К учителям из Платоновой и Ксенократовой школы, равно как и к Паребату Киренскому, он относился с презрением, зато восхищался Стильпоном; когда у него спросили мнение о Стильпоне, он только и ответил, что это — истинно свободный человек. Вообще же он был скрытен, и вести с ним дела было трудно — на все он отвечал уклончиво и находчиво. Спорщик он был отменный (пишет Антисфен в «Преемствах»); особенно он любил допрос такого рода: «То-то и то-то — вещи разные?» — «Так». — «Польза и благо — вещи разные?» «Так». — «Стало быть, польза не есть благо».

Говорят, он не признавал отрицательных аксиом и обращал их в положительные; а из положительных он признавал лишь простые и отвергал непростые, то есть составные и сложные. Гераклид пишет, что хотя по учению он и был платоником, однако диалектику он только вышучивал.
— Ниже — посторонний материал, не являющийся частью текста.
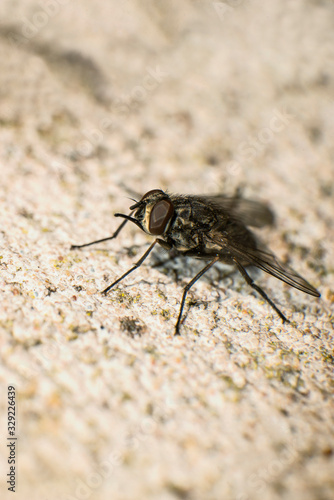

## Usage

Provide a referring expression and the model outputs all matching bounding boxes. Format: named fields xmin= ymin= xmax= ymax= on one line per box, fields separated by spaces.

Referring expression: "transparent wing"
xmin=201 ymin=195 xmax=275 ymax=227
xmin=210 ymin=236 xmax=320 ymax=297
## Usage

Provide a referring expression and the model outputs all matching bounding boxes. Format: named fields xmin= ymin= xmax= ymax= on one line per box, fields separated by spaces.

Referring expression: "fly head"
xmin=115 ymin=189 xmax=174 ymax=236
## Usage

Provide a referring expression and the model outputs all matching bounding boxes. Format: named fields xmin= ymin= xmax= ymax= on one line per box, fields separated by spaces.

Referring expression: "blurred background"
xmin=0 ymin=0 xmax=334 ymax=500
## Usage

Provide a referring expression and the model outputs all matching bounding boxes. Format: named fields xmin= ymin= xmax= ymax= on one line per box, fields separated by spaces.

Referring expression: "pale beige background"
xmin=0 ymin=0 xmax=334 ymax=500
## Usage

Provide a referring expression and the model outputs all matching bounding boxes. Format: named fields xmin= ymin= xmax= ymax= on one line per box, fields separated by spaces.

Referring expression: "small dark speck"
xmin=46 ymin=285 xmax=57 ymax=297
xmin=120 ymin=316 xmax=146 ymax=338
Так, Алексин однажды задал ему вопрос:

«Ты перестал бить своего отца?»[232 — Начало известного софизма: «Ты перестал бить своего отца?» — Нет. — «Значит, ты бьешь своего отца».] — а он ответил: «И не бил, и не переставал». Тот настаивал, чтобы было сказано простое «да» или «нет» во избежание двусмысленности; а он на это: «Смешно, если я буду следовать твоим правилам, когда можно взять и остановить тебя еще на пороге!»
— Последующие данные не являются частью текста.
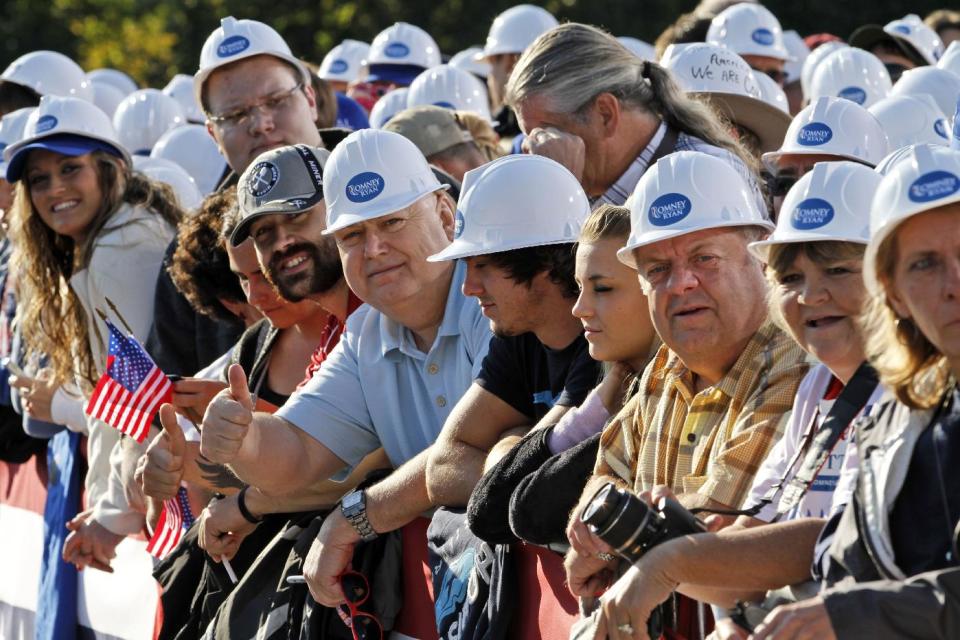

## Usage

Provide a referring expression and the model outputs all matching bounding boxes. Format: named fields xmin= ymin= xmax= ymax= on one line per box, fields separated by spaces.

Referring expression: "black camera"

Биону, который усердствовал, опровергая гадателей, он сказал: «Ты бьешь лежачих!»[233 — Пословица (буквально: «убиваешь убитых»).] А услышав, как кто-то говорил, что высшее благо иметь все, чего желаешь, он возразил: «Нет, гораздо выше — желать того, что тебе и вправду нужно».

Антигон Каристский утверждает, что он ничего не писал и не сочинял и поэтому не придерживался ничьих доводов. В разбирательствах был он, говорят, таким воинственным, что подчас уходил с подбитым глазом. Таков он был в речах, а в поведении, напротив, необычайно мягок. Над Алексином он много потешался и жестоко его вышучивал — и в то же время услужил ему, дав охрану его жене, когда она ехала от Дельфов до Халкиды и опасалась по дороге разбойников и грабителей.

Другом он был настоящим — это видно из того, как жил он душа в душу с Асклепиадом, которого любил не меньше, чем Пилад — своего друга. Асклепиад был старшим, и люди говорили, что это поэт, а Менедем — актер. Говорят, однажды Архиполид выписал им три тысячи драхм, но они так упрямо спорили за право взять свою долю вторым, что оба так и остались без денег. Еще говорят, что когда они женились, то на дочери женился Асклепиад, а на матери — Менедем; жена Асклепиада умерла раньше, и тогда он взял от Менедема его жену; а Менедем потом, став во главе города, нашел себе другую жену, богатую, однако хозяйство в их общем доме продолжал поручать своей первой жене. Впрочем, Асклепиад с Менедемом жили неприхотливо, пользуясь от большого малым. Впоследствии мальчик, которого любил Асклепиад, пришел однажды на пирушку, и молодые люди его не хотели принимать, а Менедем велел впустить: Асклепиад, сказал он, даже из могилы открывает ему эти двери.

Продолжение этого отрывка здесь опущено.